The CLI writes the final PDF to `./output/cv/<company>_<timestamp>/cv.pdf` and saves the intermediate LaTeX source as `cv.tex` in the same directory.

## 📖 Usage

| Command | What it does | Example |
|---|---|---|
| `cvalchemix configure` | Prompts for a Gemini API key and the path to your base CV text file, then saves them in the local config file. | `cvalchemix configure` |
| `cvalchemix login` | Opens LinkedIn in a persistent Playwright browser profile and stores login readiness for later generate runs. | `cvalchemix login` |
| `cvalchemix show-config` | Displays the saved configuration and masks the stored API key. | `cvalchemix show-config` |
| `cvalchemix generate <job-url>` | Scrapes a LinkedIn job post, rewrites your CV with Gemini, and renders a PDF. Use `-o` or `--output` to set the destination directory. | `cvalchemix generate "https://www.linkedin.com/jobs/collections/recommended/?currentJobId=1234567890" -o ./output` |
| `cvalchemix delete` | Removes local CVAlchemix data and uninstalls the package by default.
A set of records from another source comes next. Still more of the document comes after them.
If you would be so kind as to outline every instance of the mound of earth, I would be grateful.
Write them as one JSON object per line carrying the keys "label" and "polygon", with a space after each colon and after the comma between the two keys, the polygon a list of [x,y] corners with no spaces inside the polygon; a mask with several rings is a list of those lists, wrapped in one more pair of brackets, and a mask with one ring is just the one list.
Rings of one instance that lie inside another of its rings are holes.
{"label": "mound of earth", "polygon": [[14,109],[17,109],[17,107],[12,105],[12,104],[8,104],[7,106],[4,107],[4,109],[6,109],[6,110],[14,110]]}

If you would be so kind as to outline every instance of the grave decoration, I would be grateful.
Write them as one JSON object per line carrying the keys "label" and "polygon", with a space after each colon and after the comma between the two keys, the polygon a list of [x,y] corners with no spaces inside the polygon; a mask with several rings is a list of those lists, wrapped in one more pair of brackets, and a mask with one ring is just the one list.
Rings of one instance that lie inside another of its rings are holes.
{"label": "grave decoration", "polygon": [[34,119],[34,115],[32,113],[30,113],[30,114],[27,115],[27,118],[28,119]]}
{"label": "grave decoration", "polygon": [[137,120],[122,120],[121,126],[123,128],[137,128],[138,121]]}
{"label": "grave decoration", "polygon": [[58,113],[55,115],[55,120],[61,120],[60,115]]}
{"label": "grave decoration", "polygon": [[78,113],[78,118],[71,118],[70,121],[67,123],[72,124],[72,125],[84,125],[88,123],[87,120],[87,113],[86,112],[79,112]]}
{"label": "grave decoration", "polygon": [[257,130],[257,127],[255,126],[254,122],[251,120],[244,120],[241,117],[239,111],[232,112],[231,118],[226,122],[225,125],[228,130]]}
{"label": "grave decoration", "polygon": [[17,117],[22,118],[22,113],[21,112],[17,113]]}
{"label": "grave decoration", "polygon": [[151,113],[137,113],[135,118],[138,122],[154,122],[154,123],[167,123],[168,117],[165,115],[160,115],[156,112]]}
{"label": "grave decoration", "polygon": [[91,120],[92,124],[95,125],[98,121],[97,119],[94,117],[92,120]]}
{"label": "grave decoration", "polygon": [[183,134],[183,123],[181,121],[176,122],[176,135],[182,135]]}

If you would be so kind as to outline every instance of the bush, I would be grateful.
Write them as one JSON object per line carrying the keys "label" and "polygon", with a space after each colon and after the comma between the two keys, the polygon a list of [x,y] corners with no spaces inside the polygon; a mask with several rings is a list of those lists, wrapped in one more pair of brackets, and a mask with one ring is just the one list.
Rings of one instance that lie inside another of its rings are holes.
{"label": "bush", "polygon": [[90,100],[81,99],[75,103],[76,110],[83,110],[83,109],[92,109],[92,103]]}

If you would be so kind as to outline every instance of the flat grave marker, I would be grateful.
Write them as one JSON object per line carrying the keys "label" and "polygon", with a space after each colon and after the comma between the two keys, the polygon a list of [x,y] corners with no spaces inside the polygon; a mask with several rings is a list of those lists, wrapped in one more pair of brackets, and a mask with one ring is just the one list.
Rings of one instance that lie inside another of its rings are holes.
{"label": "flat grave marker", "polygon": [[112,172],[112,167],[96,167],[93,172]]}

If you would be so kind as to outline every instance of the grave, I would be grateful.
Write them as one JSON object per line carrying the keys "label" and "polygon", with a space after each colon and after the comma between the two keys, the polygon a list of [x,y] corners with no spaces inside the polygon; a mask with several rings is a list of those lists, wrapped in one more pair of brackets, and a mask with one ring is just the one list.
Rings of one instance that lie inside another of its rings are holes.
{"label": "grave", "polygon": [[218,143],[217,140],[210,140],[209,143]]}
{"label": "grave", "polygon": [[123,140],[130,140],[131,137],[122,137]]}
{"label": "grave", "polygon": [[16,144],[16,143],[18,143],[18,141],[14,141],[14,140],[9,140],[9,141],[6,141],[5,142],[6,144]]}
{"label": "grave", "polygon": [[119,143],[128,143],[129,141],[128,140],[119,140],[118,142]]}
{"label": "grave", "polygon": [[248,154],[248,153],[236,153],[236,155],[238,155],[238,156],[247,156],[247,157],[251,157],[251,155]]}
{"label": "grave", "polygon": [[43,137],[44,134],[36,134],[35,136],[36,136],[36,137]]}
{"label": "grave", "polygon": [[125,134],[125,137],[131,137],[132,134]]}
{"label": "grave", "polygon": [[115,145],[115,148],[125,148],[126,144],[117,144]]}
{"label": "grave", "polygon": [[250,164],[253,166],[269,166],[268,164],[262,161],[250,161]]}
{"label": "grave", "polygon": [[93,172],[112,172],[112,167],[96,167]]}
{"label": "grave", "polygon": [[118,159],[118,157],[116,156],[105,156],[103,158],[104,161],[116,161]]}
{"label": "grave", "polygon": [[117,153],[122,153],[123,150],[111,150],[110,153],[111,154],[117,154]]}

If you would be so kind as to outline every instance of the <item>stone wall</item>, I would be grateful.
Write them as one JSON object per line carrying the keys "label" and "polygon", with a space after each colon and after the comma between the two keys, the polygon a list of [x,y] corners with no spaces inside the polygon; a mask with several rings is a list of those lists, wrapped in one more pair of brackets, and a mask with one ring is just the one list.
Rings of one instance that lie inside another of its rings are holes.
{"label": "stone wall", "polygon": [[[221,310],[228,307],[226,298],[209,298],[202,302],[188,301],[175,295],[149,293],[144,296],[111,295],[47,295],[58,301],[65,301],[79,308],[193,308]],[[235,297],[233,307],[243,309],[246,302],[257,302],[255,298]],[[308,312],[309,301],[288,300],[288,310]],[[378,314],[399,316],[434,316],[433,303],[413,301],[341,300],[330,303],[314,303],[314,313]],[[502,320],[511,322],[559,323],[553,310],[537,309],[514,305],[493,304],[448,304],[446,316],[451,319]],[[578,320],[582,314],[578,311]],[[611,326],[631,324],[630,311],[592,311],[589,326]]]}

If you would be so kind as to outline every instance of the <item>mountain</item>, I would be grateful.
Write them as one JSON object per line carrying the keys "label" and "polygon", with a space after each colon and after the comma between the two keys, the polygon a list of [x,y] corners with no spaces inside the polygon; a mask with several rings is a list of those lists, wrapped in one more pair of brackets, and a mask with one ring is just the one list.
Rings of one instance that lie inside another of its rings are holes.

Use `--data-only` to keep the CLI installed, and `-y` to skip confirmation. | `cvalchemix delete -y` |

## ⚙️ Configuration

CVAlchemix uses two layers of configuration:

- **CLI config** — run `cvalchemix configure` to save your `gemini_api_key` and `base_cv_path` into a local JSON config file under your platform user config directory.
- **LinkedIn session** — run `cvalchemix login` once to open LinkedIn and save `linkedin_login_configured` for generate preflight checks.
- A `.env` file in the working directory is also read if present.

### Environment Variables

| Variable | Default | Purpose |
|---|---|---|
| `GOOGLE_API_KEY` | empty | Gemini API key used by the settings layer. |
| `DEFAULT_MODEL` | `gemini-2.5-flash-lite` | Gemini model name used by the LLM wrapper. |
| `PROFILE_DIR` | managed app profile directory | Playwright browser profile location for persistent LinkedIn sessions. |
| `OUTPUT_DIR` | `./output` | Default output directory used by the settings layer. |
| `BROWSER_HEADLESS` | `false` | Launch Playwright in headless mode when set to `true`. |
| `SCRAPE_TIMEOUT_MS` | `30000` | Timeout in ms while waiting for LinkedIn page content to load. |
| `MAX_RETRIES` | `3` | Number of retries defined by the configuration layer. |
| `LOG_LEVEL` | `INFO` | Root logging level. |

A `.env.example` file with starter values for all of the above is included in the repository.

## 🗺️ Roadmap

- [ ] OpenAI / Anthropic provider support
- [ ] Additional CV templates
- [ ] Job-fit score command
- [ ] Broader LinkedIn URL support

## 🛠️ Local Development

```bash
git clone https://github.com/kayesFerdous/CVAlchemix.git
cd CVAlchemix
./install.sh        # macOS/Linux
.\install.ps1       # Windows PowerShell
```

For a development install with editable mode:

```bash
pip install -e ".[dev]"
```

## 🤝 Contributing

1. Fork the repository and create a focused branch for your change.
2. Make the smallest practical change and keep the existing CLI behaviour intact unless the change explicitly requires otherwise.
3. Verify the project still starts, configure the CLI, and run a sample `generate` flow if your change touches the pipeline.
4. Open a pull request with a clear description of the change, the motivation, and any manual verification you performed.

## 📄 License

This project is licensed under the MIT License. See [LICENSE](LICENSE) for details.